And if Christ came to bear our sorrows, can’t we at least share the reasonable concerns of a world staring into a global crisis without the gospel hope we enjoy?

Christians demanding that church gatherings be deemed an “essential service” must remember that the church is first an essential servant. The preserving power of Christ ensures that we the body will outlast every trial, which frees us to be flexible in our “essential service” to our neighbors.

The church of Jesus Christ is the most mobile, agile, and flexible organism on the planet. Despite our hyper-preferential approach to church, we can operate in megachurches or house churches, in theaters or living rooms, in liberty or underground, in a Kenyan hut or a Bedouin tent. Christianity has thrived in the bright lights of revival tours and in the shadows of the Coliseum, in warehouses and elementary schools, in strip malls and now Zoom calls.

I’m not saying every way of being together is equal. I’m not saying that every imaginable size or setting can fully accomplish all God’s purposes for his gathered church. I’m just saying that the church of Jesus Christ is built for storms, because it’s founded on a rock.

Sometimes we get so used to being “against” society that we forget to be for it. But in the letter we call First Peter, a manual for exiles, there’s one exhortation Peter threads a dozen times through the book: “do good.”

The church is called to gather, of course, and “all the more as you see the Day approaching” (Hebrews 10:25). Only the most immature believers neglect their spiritual families by attending church sporadically, and our lengthening disruption is already stirring up a fresh hunger to worship again in person. But this isn’t our only calling. We’re also called “to submit to rulers and authorities, to obey, to be ready for every good work, to slander no one, to avoid fighting, to be kind, and to show perfect courtesy toward all people” (Titus 3:1–2).

The work of staying home is a good work, and the authorities making these calls deserve our prayer, submission, and respect, not our slander. Kindness, not chaos, is our best response, and the church should already be well-trained in “showing perfect courtesy toward all people.”

Even if the worst happened one day, and the government actually did prohibit American Christians from meeting, not due to legitimate temporary health concerns but actual religious oppression, our calling would be clear.
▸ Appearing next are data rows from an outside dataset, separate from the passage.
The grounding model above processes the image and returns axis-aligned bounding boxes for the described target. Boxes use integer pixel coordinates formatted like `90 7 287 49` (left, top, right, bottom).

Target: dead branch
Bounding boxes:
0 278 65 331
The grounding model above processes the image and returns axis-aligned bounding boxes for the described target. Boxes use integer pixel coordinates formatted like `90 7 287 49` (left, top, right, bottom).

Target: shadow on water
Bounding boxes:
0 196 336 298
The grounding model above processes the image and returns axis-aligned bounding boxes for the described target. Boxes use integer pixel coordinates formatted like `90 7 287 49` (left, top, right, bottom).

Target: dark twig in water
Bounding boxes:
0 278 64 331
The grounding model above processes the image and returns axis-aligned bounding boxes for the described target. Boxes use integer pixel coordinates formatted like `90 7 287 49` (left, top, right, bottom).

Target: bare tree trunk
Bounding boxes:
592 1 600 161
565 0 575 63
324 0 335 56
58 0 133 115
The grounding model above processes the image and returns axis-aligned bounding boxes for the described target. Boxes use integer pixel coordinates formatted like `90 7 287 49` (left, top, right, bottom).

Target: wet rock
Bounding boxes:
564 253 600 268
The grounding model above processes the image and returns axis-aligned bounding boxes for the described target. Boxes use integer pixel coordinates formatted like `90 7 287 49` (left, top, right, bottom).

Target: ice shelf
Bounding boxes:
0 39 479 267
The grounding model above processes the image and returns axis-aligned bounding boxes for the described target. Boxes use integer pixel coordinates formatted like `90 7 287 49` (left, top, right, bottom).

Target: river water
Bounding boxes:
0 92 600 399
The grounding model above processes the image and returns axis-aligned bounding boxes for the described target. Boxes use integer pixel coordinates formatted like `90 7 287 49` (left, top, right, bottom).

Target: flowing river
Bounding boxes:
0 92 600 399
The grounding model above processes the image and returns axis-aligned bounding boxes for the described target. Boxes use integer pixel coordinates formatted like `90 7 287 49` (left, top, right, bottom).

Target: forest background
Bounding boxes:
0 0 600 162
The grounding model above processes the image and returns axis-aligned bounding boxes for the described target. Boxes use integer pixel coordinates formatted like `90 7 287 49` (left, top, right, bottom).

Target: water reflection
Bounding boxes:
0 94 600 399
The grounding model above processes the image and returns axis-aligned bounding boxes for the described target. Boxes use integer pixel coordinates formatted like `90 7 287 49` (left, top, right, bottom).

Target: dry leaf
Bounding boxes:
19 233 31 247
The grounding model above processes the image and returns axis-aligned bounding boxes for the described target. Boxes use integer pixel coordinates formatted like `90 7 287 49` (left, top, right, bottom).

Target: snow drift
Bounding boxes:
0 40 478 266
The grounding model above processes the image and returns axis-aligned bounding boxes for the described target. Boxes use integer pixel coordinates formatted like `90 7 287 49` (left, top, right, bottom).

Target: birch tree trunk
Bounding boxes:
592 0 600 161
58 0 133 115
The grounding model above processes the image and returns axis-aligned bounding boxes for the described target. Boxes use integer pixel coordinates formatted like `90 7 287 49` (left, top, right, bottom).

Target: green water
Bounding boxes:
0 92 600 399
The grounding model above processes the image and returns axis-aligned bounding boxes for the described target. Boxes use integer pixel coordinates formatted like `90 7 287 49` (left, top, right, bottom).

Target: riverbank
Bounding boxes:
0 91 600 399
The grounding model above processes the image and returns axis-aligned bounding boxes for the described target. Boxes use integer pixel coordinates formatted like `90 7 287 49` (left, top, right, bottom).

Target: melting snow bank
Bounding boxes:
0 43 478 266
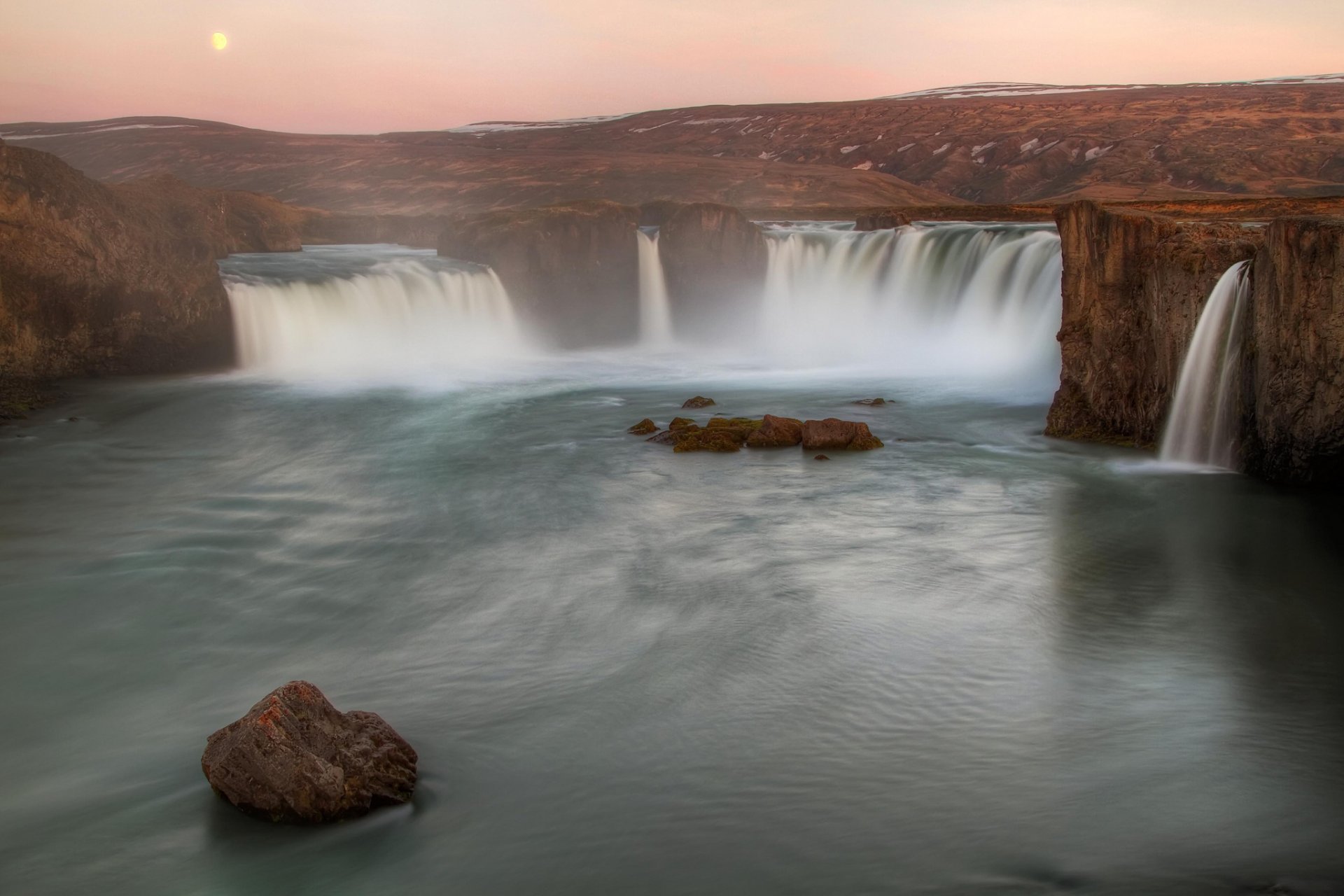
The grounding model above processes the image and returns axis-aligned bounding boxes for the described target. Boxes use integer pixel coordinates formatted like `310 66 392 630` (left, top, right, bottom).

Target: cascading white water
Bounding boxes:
222 247 526 376
634 228 672 346
764 224 1060 382
1158 262 1250 469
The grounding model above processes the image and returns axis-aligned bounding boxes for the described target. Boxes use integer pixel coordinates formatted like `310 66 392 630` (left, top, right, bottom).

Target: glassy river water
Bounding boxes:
0 240 1344 895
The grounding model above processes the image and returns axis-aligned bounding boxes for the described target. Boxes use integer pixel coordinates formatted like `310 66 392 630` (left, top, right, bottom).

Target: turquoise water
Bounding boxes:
0 355 1344 895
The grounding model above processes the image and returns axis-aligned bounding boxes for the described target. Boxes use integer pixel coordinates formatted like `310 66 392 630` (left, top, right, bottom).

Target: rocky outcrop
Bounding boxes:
301 209 451 248
748 414 802 447
200 681 418 822
853 208 911 230
1243 218 1344 488
628 414 882 453
659 203 766 336
0 145 301 392
438 202 640 346
802 416 882 451
1046 202 1262 447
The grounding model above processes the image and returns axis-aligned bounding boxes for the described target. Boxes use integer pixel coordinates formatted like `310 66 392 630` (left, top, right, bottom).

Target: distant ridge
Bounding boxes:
0 74 1344 214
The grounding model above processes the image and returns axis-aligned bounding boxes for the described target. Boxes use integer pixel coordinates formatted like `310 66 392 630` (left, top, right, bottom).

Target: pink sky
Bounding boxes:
0 0 1344 132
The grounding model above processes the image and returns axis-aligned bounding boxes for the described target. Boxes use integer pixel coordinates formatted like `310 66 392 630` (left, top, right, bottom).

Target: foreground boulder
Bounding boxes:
802 416 882 451
748 414 802 447
200 681 416 822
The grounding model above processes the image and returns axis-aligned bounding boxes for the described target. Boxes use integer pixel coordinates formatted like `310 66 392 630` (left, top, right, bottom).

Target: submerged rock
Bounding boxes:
200 681 418 822
672 426 748 451
748 414 802 447
802 416 882 451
What would we do?

We would appeal with conviction and clarity, we would show the full respect due our appointed leaders, we would cheerfully trust God with the outcome, we would obey God rather than men, we would gather in the wisest ways we could find, we would worship in all the ways God’s assigned, and we would accept the necessary consequences, counting ourselves “blessed” as Jesus taught. We would do what so many before us have done, and done well.

But that’s not our situation, so that’s not today’s calling. Today’s calling is to honor God by remaining scattered, displaying the inseparable unity and creative fellowship of God’s Spirit across the healthy distances temporarily required by love.

Even when we’re labeled a “non-essential service,” we know the truth, and this truth can set us free: we are an essential servant, displaying the kindness and care of God as an army of cheerful benefactors putting our neighbors’ needs before our own.

Official regulations may keep calling our gatherings “non-essential” in coming weeks, but there’s no need to whip ourselves into a frenzy about it. God was with Noah in the ark, with Abram in tents, with Joseph in prison, with Moses in the desert, with David in his cave, with Jonah in the deep, with Jeremiah underground, with Daniel and his lions, with Esther in Susa, with Peter in prison, with Paul under house arrest, and with John exiled on the island of Patmos.

God was with them, and he’ll be with us. The church will gather again, and it will be glorious.

But until that day, we serve a Savior who fasted forty days in the desert and triumphed over all the devil’s temptations. We follow a great physician who banished fevers and healed the sick and brought his kingdom to bear on our broken bodies. And we worship a risen Lord whose own three days of confinement weren’t the bitter end but the brilliant beginning.

He’s gone before us through this desert, so he knows his church won’t just survive but flourish. And that’s because he knows that his church doesn’t live by bread alone, but by every word that comes from the mouth of God.